How to deal with people

When I am in line people come up and talk with me because they usualy know I am a coaster enthusiast. The ploblem is that people tell me completly wrong facts and try to out do as if they accomplished somthing. I say it plain out I don't know everthing. How do all you deal with this I try to ignore them but for 3 hours. I would be interested what everyone says so please share.

TTD was built

TTD was broke

TTD is alive

You know, I've found that no one in line is nearly as smart and knowledgeable as I am. I usually have a small collection of bodyguards to fend off the riff-raff. They keep trying to touch me, perhaps due to the faint glow I give off while in parks. One toothless old woman even asked me the meaning of life! Geez! It's not like it isn't perfectly obvious to the casual observer.

Vater's avatar
How would I deal with it? I'd first try and figure out how people know I'm an enthusiast, and work on correcting that.
Lord Gonchar's avatar
Classic, Vater :)

I've never had anyone ever ask me coaster facts (other than someone with me maybe asking - when did they build this?) and I really don't care if people in line are saying a ride is this or that when it's not because, quite frankly, it doesn't matter.


Gemini's avatar
Vater gets "Post of the Week."

Walt Schmidt - Co-Publisher, PointBuzz

Yeah, maybe it was the gazillion patches on the denim jacket, or the worn out Shivering Timbers fitted tee...or maybe it was the occasional spiel about ride facts no one knows or cares about. I have never had this problem either, plus people say I have a mean look on my face.....a evolutionary trait from NYC natives.

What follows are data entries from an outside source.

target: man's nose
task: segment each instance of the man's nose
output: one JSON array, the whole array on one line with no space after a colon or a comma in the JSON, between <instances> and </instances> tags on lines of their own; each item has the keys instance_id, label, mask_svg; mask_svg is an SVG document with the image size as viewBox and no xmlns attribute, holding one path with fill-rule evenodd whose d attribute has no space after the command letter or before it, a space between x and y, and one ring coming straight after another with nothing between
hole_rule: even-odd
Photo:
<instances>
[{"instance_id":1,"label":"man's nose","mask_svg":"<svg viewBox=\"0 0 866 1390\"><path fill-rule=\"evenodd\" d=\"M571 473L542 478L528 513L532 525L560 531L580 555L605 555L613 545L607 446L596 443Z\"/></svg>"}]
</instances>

Fate is the path of least resistance.

I have to make sure I don't bore the people that are with me with facts(they, thankfully, understand, though). I bore of talking "Coaster-Geek" after a while, though, and just downgrade to talking about some of the more Fugly people or weirdos in the park...
I leave my "I am a coaster enthusiast" shirts at home.

The best thing to do is not say anything at all. When working for the parks I have worked for in the past I have kept a low profile. Frankly, when I am in a park having a good time I don't feel like getting bogged down in correcting people or spouting off about what I know. I just like to enjoy my day.

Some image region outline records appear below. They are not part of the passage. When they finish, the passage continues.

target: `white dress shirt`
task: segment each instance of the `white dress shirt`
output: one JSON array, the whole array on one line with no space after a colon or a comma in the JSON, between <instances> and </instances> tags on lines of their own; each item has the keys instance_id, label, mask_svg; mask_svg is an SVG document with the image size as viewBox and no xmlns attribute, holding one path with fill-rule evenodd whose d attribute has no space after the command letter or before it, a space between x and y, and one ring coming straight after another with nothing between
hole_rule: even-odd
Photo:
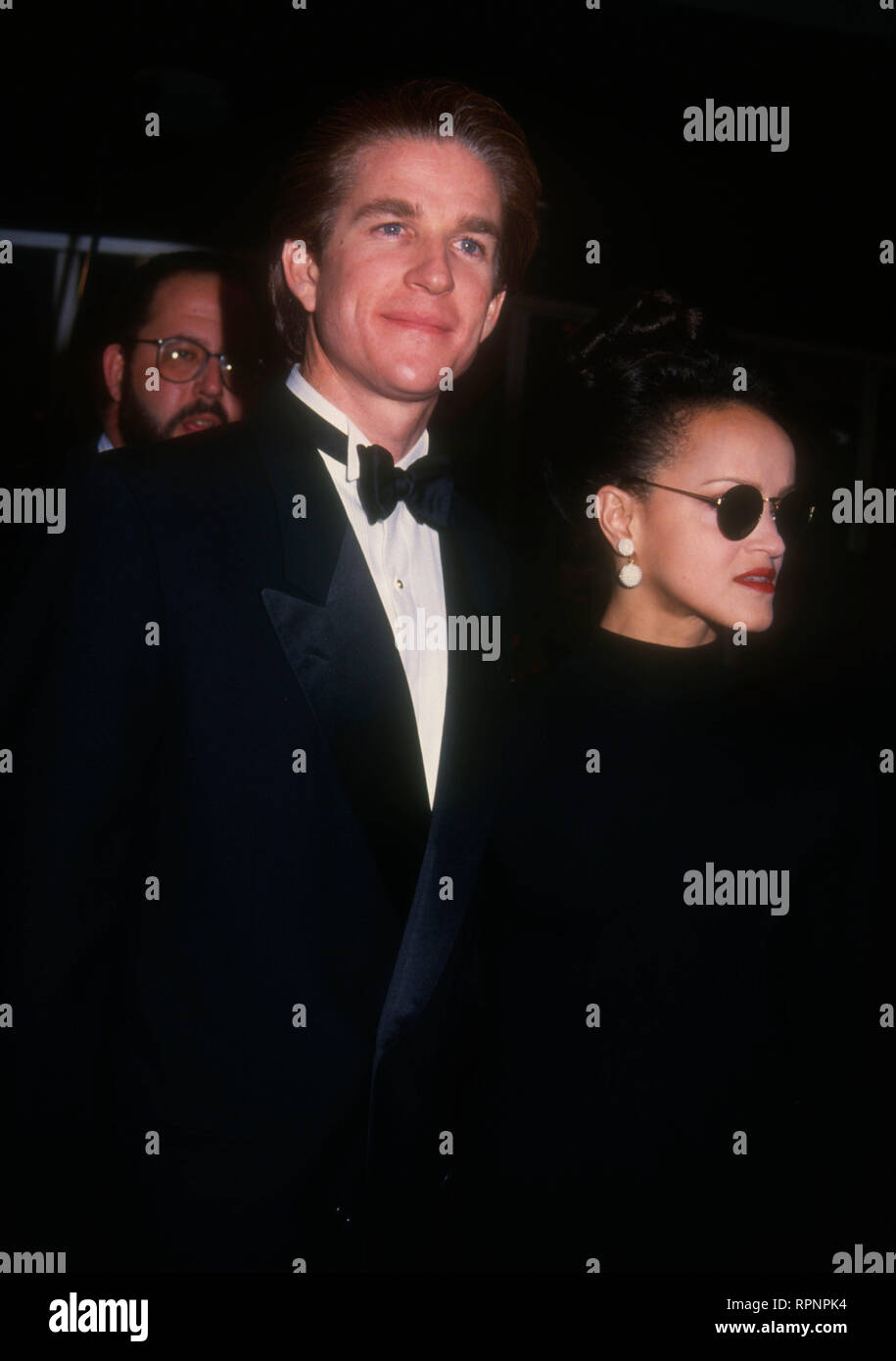
<instances>
[{"instance_id":1,"label":"white dress shirt","mask_svg":"<svg viewBox=\"0 0 896 1361\"><path fill-rule=\"evenodd\" d=\"M425 617L445 618L445 587L441 574L441 553L438 534L428 524L418 524L403 501L399 501L392 514L376 524L369 524L358 497L358 445L372 444L372 440L338 407L323 397L310 382L302 377L294 365L286 385L300 401L304 401L324 421L349 437L349 461L343 467L336 459L319 449L324 467L339 493L349 524L361 544L361 551L377 588L385 617L394 634L399 615L418 619L418 610ZM429 431L423 430L413 449L399 459L398 468L407 468L422 459L429 448ZM418 638L419 641L419 638ZM448 653L429 648L399 648L407 686L414 705L417 735L426 773L426 791L432 807L436 795L438 757L441 753L441 732L445 721L445 695L448 691ZM362 663L361 663L362 667ZM362 683L364 675L359 671Z\"/></svg>"}]
</instances>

Working under the assumption of "You can't see me if I can't see you" I usually just stand there and close my eyes. (funny... that USED to work when I was 3)

Bad points are:

- I bump into lots of things

- People yell at me alot ("Hey, you... Yeah... the idiot standing there with his eyes closed... the line is moving!")

Good news is... they don't ask me about coasters.


"Yes... well... VICTORY IS MINE!"
Simple. I just talk to them. I like putting out the image that Coaster Enthuiasts are not snotty,overweight virgins, whose saving grace in life is that they know a lot of pretty useless facts.
I must be the Brian Knoble of Chicago-except I dont have bodyguards.I fend them off myself. Also replace toothless old ladies with big fatties.Vater that line was hillarious.

Cedar Point -How an amusement park should be run.

Mamoosh's avatar
Methinks with CPDude it's not people recognizing him as an enthusiast but rather him saying something that makes it known he is an enthusiast, like correcting people when they're wrong. Perhaps like saying "No, the tallest and fastest coaster in the US is Dragster. I know that because I'm a coaster enthusiast and I've ridden Dragster 100 times...." or something like that.

I hear people using wrong facts about coasters all the time, from height and speed stats to the classic "someone died" or "the train comes off the track" myths. What do I do? Smile politely, agree, and walk away.

mOOSH

*** Edited 3/11/2004 10:26:14 PM UTC by Mamoosh***

nasai's avatar
I just talk about my band.

The Flying Turns makes all the right people wet - Gonch

I thought you weren't in a band anymore, Rob, or is there something I've missed?
No duh Moosh, theres a story teller/ self proclaimed expert in every queue, "Part of WT broke off and landed on the beach", "BS was built in the 20's" and on and on and on. I find it more fun to stand there and listen to the BS and see how warped some people are, rather than correcting a moron. You know coming from little kids its funny, coming from demented adults is just down right sad but in a funny way.
I maintain a healthy, non-geek persona by quipping wilder imaginary factoids and whacked-out tales than anyone.

I especially enjoy terrifying children with morbid tales of on-ride manglings...unless they like that kinda stuff.

Sick little freaks. What's wrong with America today?

-CO


NOTE: Severe fecal impaction may render the above words highly debatable.

nasai's avatar
Clint, you got me. Deadbang. ;)

I used to.


The Flying Turns makes all the right people wet - Gonch

Mamoosh's avatar
Playa's got the ride idea! Terrify the peeps and thin out the lines a bit ;)

mOOSH

I find throwing up violently clears a few people out of your way quickly.
Amateur. Never send a barf to do an SBD's work!